Rumus Penyearah Gelombang Penuh

Untuk dapat mengetahui berapa jumlah tegangan output yang dihasilkan oleh retcifier jenis ini. Anda dapat mengetahuinya dari rumus penyearah gelombang penuh berikut ini :

Vdc = (2xVmax) / π   =  0,637 x Vmax  = 0,9 x Vrms

Dimana:

Vdc = jumlah tegangan DC yang dihasilkan.

Vmax = nilai puncak dari dioda penyearah.

Vrms = nilai rata-rata dari tegangan DC yang dihasilkan.

Contoh Soal Penyearah Gelombang Penuh

Untuk dapat memahami lebih lanjut mengenai apa itu full wave rectifier. Anda dapat memperhatikan contoh soal penyearah gelombang penuh berikut ini:

contoh soal penyearah gelombang penuh
contoh soal penyearah gelombang penuh

Kesimpulan

Intinya, penyearah gelombang merupakan salah satu komponen dalam rangkaian elektronika yang mempunyai fungsi sebagai penyearah arus AC menjadi DC. Dimana setelah menjadi arus DC, tegangan baru bisa digunakan oleh perangkat elektronik untuk menjalan fungsi sebagaimana mestinya.

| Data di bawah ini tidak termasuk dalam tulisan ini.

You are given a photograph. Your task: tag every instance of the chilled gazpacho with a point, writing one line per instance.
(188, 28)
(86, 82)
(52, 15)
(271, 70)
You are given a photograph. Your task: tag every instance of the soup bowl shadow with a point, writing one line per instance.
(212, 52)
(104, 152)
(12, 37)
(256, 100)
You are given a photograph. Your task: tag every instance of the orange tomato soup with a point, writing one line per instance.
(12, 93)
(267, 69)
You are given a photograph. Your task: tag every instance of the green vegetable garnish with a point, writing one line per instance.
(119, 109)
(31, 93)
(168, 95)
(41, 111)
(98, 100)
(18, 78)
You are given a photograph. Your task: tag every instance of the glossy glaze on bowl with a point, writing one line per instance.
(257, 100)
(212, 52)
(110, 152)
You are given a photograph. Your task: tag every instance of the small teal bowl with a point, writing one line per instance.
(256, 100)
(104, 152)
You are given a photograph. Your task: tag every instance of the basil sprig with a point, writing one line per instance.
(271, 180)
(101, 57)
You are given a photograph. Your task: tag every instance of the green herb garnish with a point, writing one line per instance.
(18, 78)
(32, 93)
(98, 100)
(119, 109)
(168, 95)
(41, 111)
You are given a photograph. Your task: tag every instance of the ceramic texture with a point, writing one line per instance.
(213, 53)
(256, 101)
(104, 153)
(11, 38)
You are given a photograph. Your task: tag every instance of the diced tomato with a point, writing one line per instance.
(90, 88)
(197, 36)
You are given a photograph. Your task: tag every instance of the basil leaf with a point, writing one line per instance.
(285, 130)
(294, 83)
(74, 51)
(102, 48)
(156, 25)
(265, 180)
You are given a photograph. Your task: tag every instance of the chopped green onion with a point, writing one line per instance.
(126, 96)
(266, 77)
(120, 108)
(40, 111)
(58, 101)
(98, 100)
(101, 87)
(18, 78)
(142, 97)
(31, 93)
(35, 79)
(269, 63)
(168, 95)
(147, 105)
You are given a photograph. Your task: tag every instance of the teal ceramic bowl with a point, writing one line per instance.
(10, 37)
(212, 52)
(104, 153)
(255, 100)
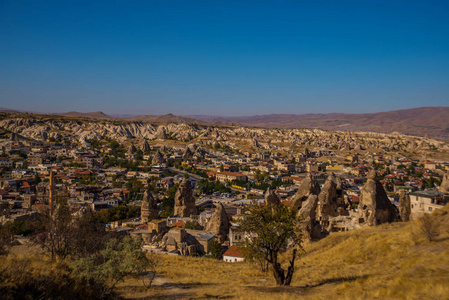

Lalu untuk jenisnya sendiri, penyearah gelombang tersebut dikelompokkan menjadi dua. Keduanya adalah rangkaian penyearah gelombang dengan 2 dioda dan 4 dioda. Kedua rangkaian tersebut tentunya memiliki banyak perbedaan. Namun fungsi dan tujuannya sama, yakni untuk menyerahkan tegangan AC menjadi tegangan DC yang stabil dan bersih dari noisi.

Bagaimana, apakah Anda sudah paham mengenai apa itu penyearah gelombang penuh? Sampai jumpa lagi pada artikel elektro selanjutnya, ya?